Francisco rezou hoje pelos que tem medo, neste tempo de sofrimento, e pediu a Deus o dom da confiança para o presente e futuro

“Nestes dias de tanto sofrimento, há tanto medo. O Medo de tantos anciãos que estão nos lares, nos hospitais, ou em suas casas, sozinhos, sem saberem o que pode acontecer. O medo dos trabalhadores precários, sem ocupação fixa, que pensam como vão alimentar os seus filhos enquanto vem a aproximação da fome”, afirmou o Papa, no início da celebração eucaristia a que presidiu nesta manhã de quinta-feira.

Francisco lembrou, ainda “o medo dos assistentes sociais que neste momento ajudam os doentes e os que estão sós, e assim fazem avançar a sociedade, mesmo podendo apanhar a doença” e recordou “os medos de cada um de nós”.

O Papa convidou os crentes a “pedir ao senhor que nos ajude a ter confiança, a tolerar e a vencer os medos”, numa missa transmitida pelos serviços de comunicação do Vaticano.

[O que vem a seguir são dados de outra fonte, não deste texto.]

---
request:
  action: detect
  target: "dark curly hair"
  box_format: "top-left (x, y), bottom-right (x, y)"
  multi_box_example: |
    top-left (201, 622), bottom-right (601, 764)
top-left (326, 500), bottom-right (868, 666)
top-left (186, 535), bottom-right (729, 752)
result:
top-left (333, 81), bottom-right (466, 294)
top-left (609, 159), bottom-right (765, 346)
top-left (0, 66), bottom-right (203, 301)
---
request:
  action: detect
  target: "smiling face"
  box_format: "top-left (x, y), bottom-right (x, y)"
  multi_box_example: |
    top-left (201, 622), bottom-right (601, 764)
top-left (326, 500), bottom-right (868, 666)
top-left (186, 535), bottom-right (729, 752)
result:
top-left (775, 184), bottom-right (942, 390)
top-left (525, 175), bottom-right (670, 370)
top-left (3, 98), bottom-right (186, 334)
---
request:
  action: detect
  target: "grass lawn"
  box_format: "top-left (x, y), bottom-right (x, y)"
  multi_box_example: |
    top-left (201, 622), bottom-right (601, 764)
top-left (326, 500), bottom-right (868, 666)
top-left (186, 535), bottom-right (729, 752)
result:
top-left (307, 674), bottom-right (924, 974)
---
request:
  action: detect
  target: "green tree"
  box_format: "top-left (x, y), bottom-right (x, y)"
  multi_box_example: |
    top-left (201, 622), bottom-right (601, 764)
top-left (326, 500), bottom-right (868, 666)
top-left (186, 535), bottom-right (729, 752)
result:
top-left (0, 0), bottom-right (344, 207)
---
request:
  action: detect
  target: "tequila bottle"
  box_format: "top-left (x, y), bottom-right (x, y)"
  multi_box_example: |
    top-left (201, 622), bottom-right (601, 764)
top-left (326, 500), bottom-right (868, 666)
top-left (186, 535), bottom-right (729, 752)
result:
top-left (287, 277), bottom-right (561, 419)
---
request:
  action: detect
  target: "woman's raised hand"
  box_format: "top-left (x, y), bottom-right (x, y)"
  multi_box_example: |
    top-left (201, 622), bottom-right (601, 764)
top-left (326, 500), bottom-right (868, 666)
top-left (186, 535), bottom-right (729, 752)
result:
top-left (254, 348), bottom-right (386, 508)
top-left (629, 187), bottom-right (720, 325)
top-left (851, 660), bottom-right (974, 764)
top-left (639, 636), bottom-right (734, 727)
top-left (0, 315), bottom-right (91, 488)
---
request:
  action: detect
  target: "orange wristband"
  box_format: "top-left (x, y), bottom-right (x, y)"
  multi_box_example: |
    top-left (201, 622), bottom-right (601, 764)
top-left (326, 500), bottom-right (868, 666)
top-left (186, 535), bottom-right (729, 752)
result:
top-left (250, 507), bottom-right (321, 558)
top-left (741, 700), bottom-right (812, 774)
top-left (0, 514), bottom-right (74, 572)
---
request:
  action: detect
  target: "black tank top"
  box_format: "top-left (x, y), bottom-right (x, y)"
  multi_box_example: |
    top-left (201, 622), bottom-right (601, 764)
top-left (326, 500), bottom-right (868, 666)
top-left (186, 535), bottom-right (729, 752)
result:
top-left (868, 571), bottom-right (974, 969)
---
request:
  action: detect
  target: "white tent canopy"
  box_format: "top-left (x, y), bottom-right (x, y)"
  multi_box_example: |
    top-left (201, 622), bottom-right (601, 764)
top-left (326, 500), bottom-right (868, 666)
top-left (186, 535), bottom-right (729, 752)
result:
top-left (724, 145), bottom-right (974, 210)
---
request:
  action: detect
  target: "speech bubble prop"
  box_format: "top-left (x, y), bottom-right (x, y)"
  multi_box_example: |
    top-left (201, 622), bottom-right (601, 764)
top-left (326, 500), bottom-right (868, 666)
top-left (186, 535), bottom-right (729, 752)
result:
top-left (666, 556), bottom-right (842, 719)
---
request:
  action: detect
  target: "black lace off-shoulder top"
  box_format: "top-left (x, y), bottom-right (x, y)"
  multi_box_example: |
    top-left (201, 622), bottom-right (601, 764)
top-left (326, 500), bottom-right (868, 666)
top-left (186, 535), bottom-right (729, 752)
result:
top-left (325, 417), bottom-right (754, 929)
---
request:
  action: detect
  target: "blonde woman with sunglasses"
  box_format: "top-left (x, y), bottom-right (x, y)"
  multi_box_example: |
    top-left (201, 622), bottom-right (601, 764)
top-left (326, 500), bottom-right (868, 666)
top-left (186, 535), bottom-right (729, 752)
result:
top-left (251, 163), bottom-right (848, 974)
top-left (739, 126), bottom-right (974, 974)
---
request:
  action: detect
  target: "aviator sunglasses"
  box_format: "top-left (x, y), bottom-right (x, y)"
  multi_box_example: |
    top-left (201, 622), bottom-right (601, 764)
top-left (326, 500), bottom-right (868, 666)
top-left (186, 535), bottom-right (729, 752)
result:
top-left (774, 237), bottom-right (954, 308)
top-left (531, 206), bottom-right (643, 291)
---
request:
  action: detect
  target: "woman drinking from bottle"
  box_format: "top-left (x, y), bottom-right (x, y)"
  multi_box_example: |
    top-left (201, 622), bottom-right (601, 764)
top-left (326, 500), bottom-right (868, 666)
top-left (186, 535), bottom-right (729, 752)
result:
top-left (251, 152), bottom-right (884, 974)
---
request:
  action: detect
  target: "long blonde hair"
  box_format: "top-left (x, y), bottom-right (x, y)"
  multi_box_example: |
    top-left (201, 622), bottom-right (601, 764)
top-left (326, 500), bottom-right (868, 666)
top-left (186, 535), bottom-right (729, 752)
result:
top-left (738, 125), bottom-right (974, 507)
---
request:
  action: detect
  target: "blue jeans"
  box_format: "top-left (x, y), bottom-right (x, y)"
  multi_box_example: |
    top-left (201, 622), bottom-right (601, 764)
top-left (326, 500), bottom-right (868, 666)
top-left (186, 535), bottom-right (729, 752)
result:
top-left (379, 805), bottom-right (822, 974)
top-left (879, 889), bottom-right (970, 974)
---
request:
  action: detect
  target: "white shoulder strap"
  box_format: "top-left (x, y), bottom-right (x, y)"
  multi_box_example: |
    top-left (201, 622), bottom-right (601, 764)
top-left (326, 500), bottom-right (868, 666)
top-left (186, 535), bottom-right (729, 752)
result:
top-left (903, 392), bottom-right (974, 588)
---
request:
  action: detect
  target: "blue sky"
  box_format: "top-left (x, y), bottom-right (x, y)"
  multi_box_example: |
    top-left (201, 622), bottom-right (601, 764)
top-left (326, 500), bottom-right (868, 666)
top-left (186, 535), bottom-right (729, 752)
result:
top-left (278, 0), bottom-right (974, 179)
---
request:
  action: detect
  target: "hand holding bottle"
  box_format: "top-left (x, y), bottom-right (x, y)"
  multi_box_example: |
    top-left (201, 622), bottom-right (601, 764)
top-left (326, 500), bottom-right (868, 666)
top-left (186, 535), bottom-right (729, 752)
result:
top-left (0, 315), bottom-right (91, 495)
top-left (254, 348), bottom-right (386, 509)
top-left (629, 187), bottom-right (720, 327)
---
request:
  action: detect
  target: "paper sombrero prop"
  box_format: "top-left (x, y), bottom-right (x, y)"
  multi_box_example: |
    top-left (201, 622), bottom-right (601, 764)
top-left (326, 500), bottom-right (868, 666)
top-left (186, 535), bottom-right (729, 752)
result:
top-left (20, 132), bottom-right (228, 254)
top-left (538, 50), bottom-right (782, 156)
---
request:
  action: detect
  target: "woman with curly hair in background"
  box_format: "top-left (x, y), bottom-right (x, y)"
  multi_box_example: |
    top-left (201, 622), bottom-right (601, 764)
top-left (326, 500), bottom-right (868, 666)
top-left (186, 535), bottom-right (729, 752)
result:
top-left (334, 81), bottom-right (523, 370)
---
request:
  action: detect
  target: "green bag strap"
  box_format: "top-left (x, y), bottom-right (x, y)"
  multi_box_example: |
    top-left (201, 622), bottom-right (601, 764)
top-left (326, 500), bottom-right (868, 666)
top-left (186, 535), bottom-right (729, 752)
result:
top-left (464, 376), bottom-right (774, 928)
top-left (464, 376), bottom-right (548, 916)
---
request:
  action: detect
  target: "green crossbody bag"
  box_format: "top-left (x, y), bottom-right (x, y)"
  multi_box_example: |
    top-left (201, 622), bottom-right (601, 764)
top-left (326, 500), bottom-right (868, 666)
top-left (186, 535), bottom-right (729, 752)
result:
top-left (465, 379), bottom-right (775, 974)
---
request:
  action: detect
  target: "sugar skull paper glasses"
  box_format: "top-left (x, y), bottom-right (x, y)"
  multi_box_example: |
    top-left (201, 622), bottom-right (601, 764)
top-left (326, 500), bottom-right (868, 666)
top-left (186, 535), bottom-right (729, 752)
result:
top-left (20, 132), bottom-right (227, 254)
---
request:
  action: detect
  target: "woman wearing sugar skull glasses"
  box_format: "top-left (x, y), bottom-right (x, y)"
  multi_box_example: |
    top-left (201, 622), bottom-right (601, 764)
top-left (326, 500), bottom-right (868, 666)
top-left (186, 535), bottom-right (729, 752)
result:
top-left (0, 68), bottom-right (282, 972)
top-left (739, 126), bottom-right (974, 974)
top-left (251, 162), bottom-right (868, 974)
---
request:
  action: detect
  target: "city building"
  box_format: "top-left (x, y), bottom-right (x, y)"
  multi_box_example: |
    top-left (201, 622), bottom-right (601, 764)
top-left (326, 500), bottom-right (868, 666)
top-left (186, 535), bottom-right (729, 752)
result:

Os ídolos que afastam da verdadeira religiosidade

Na sua homilia, e tomando para reflexão o excerto da primeira leitura, retirada do livro do Êxodo (Ex 32,7.14), que narra o episódio do bezerro de ouro, Francisco lembrou os “ídolos que tantas vezes trazemos escondidos” e que nos “fazem perder os dons do Senhor” conduzindo-nos “a uma religiosidade errada”.

“Este mecanismo, o da idolatria, é um mecanismo que nos afasta de Deus. É um mal que entra no coração e que nos distancia de Deus, faz-nos perder os dons do Senhor”.

Francisco desafiou os presentes a “interrogarmo-nos acerca dos nossos ídolos, aqueles que estão dentro de cada um e que nos afastam do Deus vivo”.

“São ídolos que guardamos dentro de nós, de maneira astuta, como fez Raquel quando fugiu do seu pai e escondeu as suas estatuetas na sela do camelo. Hoje interroguemo-nos seriamente: qual é o meu ídolo, o meu símbolo de mundanidade?”

Para o Papa a “idolatria leva-nos a uma religiosidade errónea que pode transformar um sacramento numa idolatria”.

No final da sua homilia o papa convidou os presentes a questionarem-se sobre “os seus próprios ídolos, aqueles que escondo” e rezou:

“Peçamos a graça de conhecer os nossos ídolos. E se não os poderemos expulsar ao menos saibamos colocá-los de lado”.